British Friendship Society leader supports Agent Orange victims


(06/18/2003 -- 17:42GMT+7)

London, June 18 (VNA) - General Secretary of the Britain-Viet Nam Friendship Society Len Aldis has expressed his sympathy with Agent Orange victims in Viet Nam and criticised a rehearsal of the Viet Nam War in the forests outside Wolverhampton city in central England.

"War is never a game," the general secretary said in an article published by the Independence, Sunday Review on June 8.

"It is incredible that, 28 years after one of the most brutal wars in history there are people prepared to dress up in United States and Vietnamese uniforms to re-enact the war," he stressed.

Aldis said: "Every week in Viet Nam you read of people, mainly children, being killed or maimed by the shells still in the soil.

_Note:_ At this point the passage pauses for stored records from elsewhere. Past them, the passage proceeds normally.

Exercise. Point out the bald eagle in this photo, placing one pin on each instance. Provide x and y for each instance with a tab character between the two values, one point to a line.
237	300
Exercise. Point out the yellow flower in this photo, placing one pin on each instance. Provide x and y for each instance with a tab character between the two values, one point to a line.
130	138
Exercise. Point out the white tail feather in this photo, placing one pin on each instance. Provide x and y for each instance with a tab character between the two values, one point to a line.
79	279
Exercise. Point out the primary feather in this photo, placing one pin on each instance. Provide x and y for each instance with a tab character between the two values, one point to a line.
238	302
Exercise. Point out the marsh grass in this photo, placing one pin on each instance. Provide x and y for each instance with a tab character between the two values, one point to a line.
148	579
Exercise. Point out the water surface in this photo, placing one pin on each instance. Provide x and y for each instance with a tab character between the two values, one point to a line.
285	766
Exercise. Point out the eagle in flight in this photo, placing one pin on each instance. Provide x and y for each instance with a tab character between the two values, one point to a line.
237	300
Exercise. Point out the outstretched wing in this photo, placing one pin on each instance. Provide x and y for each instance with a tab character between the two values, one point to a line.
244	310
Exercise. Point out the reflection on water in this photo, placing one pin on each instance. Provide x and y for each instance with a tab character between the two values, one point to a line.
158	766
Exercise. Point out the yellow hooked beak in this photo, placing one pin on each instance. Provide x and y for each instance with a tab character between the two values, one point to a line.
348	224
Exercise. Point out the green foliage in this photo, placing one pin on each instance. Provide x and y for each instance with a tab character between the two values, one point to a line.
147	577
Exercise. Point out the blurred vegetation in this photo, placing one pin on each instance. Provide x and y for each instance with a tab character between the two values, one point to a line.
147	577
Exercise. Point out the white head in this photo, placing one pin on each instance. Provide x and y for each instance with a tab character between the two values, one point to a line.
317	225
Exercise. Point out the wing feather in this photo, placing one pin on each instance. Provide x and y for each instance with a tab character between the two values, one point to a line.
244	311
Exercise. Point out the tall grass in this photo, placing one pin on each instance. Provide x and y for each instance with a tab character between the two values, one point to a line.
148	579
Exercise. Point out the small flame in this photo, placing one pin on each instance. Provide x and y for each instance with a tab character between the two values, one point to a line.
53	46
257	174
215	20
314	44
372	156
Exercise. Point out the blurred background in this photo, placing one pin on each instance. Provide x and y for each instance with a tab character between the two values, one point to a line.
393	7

Far worse is the legacy of the millions of litres of poision sprayed on South Viet Nam, destroying thousands of acres of forests and crops."

"These are nearly one million "living" victims of Agent Orange, suffering from illness and disabilities, even into third generation, many need 24-hour care," the general secretary underlined.

In conclusion, he said: "The Viet Nam War, as with any war, was not, and is not, a game to be played in the forests outside Wolverhamton or anywhere else."

He told a London-based Viet Nam News Agency (VNA) correspondent that many Britons had shared his view and would follow him to oppose such "game".

Aldis said that so far 76 MPs have signed an early Day Motion to support victims of Agent Orange.